America was not only home to whites, but blacks and browns alike. Though things looked on the up for black people after the civil rights movement, there were still many snakes in the grass. Regan-omics is what they called it, but to the black community, it was better known as the “crack epidemic.” Crippling neighborhoods across the nation, the damage released onto the country from the epidemic overshadowed declining and failing public educational systems. During this time, we would also see the rise of the deadly disease known as AIDS, and a re-segregation of the nation would take place thanks to the “tipping point” affect.
However, not all goes wrong for blacks during this period. African American study programs are adapted throughout the country, with cultural sensitivity becoming common-place in the media. African Americans would explore new heights in politics with the first black woman and man running for President and Vice President of the United States. The end result was a generation more aware of their status, in which they would tell the world through rap. Angered not only with impoverished conditions that blacks were limited to live in, but also angered by the war with the police, the glass ceiling of American had taken its toll. Young blacks had enough, and would channel their rage through Hip-Hop.
Though this new art form would grow, becoming one of the most popular forms of music throughout the world, its street lingo and urban outfitting would serve as a division between them and the negro spiritual singing youth of the 1960’s. Rebellious youngsters would speak out against the police and anybody who would threaten them. Growing still, the urban landscape of America would continue to change and be accepted as the music of a new generation growing to become a culture of its own.
Rap, now viewed as more of a feasible career, results in the black youth considering and viewing the dreams of becoming a black political leader, or any other job that requires humility and years of work, as unnecessary. The quick changing trends have made it so artists become rich and famous virtually overnight. Topics in Hip-Hop have also transcended their original formation, causing dope selling and pimping to be the song of the street.
What’s the end result? Confusion. Influence from the outside world and media have manipulated Hip-Hop into a money making corporation, stealing the soul from the black community. Now, a whole generation faces a digression from the great works of the previous, due to unhealthy influences and a communication barrier. Often viewed as a lost cause, blacks, just as much as ever, have to re-invest in their own communities. The mental chains of oppression can only be recognized through education. Barriers can only be dissolved through communication outreach and powerful ideas.

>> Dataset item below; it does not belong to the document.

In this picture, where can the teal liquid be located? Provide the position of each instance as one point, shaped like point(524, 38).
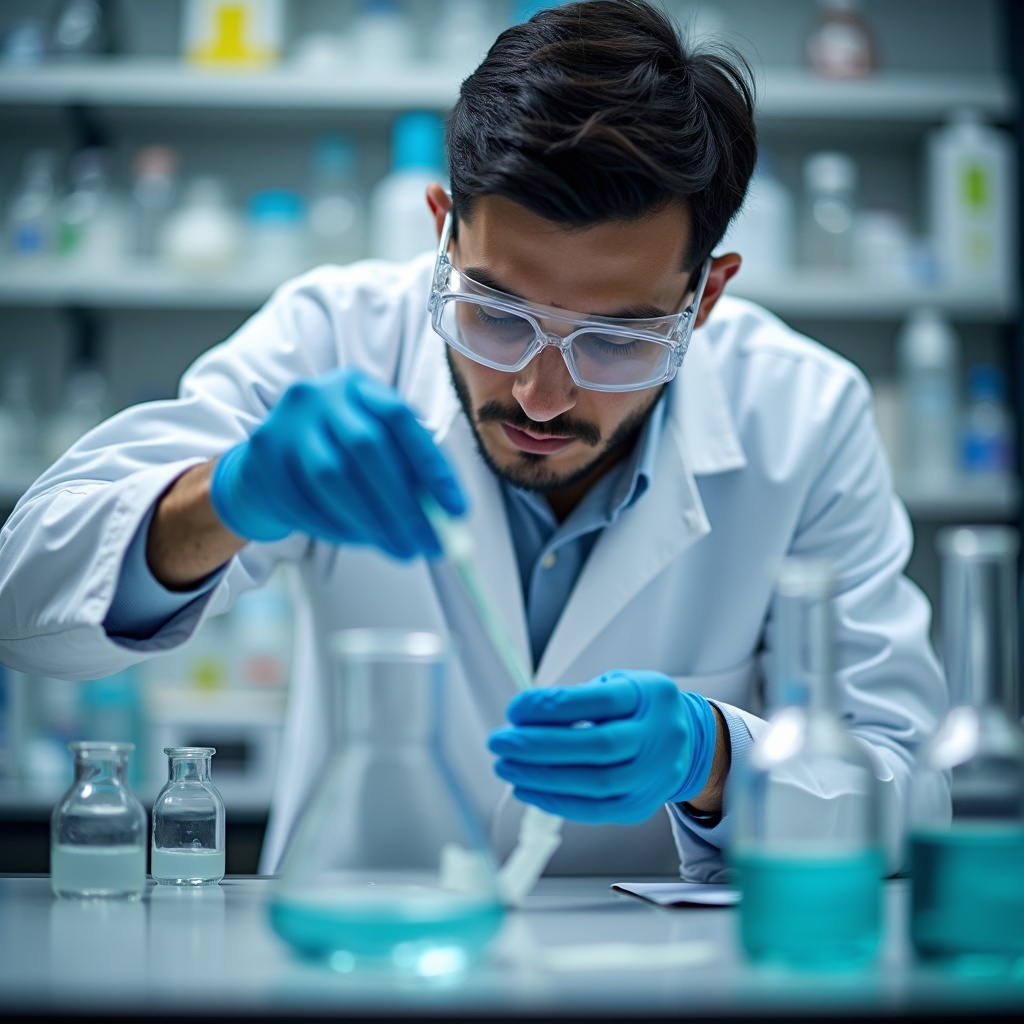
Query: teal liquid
point(812, 912)
point(373, 930)
point(967, 902)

The ideology of the civil rights movement, combined with the influence of Hip-Hop, is a powerful notion. Change such as civil rights to Hip-Hop is something that can’t be predicted, but is inevitable. We as a people have to be able to acknowledge that this is amongst many other things that cannot be predicted, and though the African American people have taken a turn that would suggest the worst, deep in the recesses of all of our minds, the dream of the black ancestors still lives on.